E eu, testemunha ocular dessa metamorfose social, pergunto-me: até quando insistiremos nesse equívoco? Até quando trocaremos a bússola da disciplina pela deriva da permissividade? A rua, lócus da barbárie travestida de liberdade, aguarda faminta, pronta a engolir os filhos que a escola e a família, em conluio silencioso, se recusam a educar. Urge resgatarmos a coragem de corrigir, de orientar, de amar com firmeza, pois o futuro de nossos jovens, e da sociedade que almejamos construir, depende dessa urgente e inadiável retomada de responsabilidade.


Preparei 5 questões discursivas e simples para você refletir sobre a temática da disciplina e da educação sob a perspectiva da sociologia:


1. A crônica descreve uma mudança nas práticas parentais, contrastando a "frouxidão" e "condescendência" atuais com a "pedagogia ancestral" baseada na correção firme. Sob a perspectiva da sociologia da educação, como podemos analisar essa transformação nas abordagens disciplinares ao longo do tempo? Quais fatores sociais, culturais e históricos podem ter contribuído para essa mudança nas práticas de criação de filhos?

2. O autor da crônica valoriza a disciplina como "alicerce da formação humana" e critica a ausência de limites como um caminho para a "delinquência" e o "caos social". De que maneira a sociologia do desvio e da criminalidade pode nos ajudar a analisar a relação entre disciplina, socialização e comportamento desviante? A ausência de disciplina familiar e escolar pode ser considerada um fator determinante para o aumento da criminalidade e da desordem social?

3. O texto evoca a figura de "Dona Maria José" e o uso do "cipó de goiabeira" como métodos de correção, associando-os à formação de um "caráter resiliente" e uma "bússola moral inabalável". Sob a ótica da sociologia da família e da infância, como podemos analisar o papel da disciplina física na educação? Quais os possíveis impactos da violência física na formação da personalidade e no desenvolvimento social das crianças, considerando diferentes perspectivas teóricas e evidências empíricas?

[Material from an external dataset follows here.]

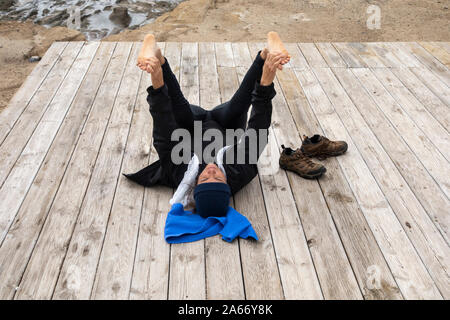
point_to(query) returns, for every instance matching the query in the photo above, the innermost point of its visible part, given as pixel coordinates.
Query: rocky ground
(242, 20)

4. A crônica apresenta um contraste entre a educação familiar e a "educação da rua", sugerindo que, na ausência da primeira, a segunda se impõe de forma "brutal" e com "sequelas profundas". De que maneira a sociologia urbana pode nos ajudar a compreender a "rua" como um espaço de socialização e educação? Quais os diferentes papéis e influências da família, da escola e da rua na formação dos jovens em diferentes contextos sociais e urbanos?

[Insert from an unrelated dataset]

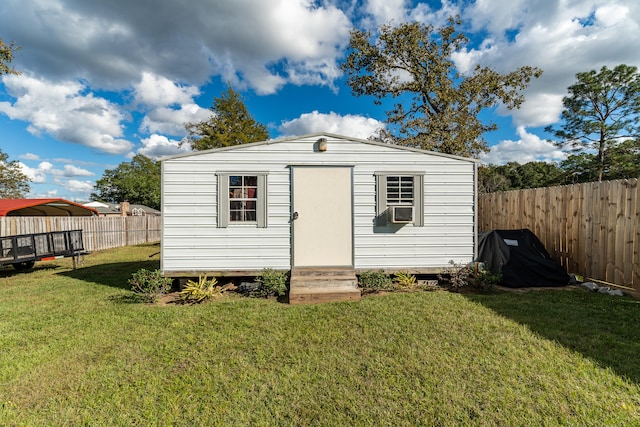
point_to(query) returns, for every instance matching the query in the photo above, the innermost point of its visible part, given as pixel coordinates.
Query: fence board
(98, 233)
(592, 229)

5. Em suma, o texto conclama a "resgatarmos a coragem de corrigir, de orientar, de amar com firmeza", argumentando que o futuro da sociedade depende dessa "retomada de responsabilidade". Em sua opinião, quais seriam os desafios e as possibilidades de se promover uma "retomada da responsabilidade" na educação contemporânea, conciliando a necessidade de disciplina e limites com os princípios de respeito, diálogo e autonomia na formação das novas gerações? Como a sociologia pode contribuir para repensarmos as práticas educativas e construirmos sociedades mais justas e equilibradas?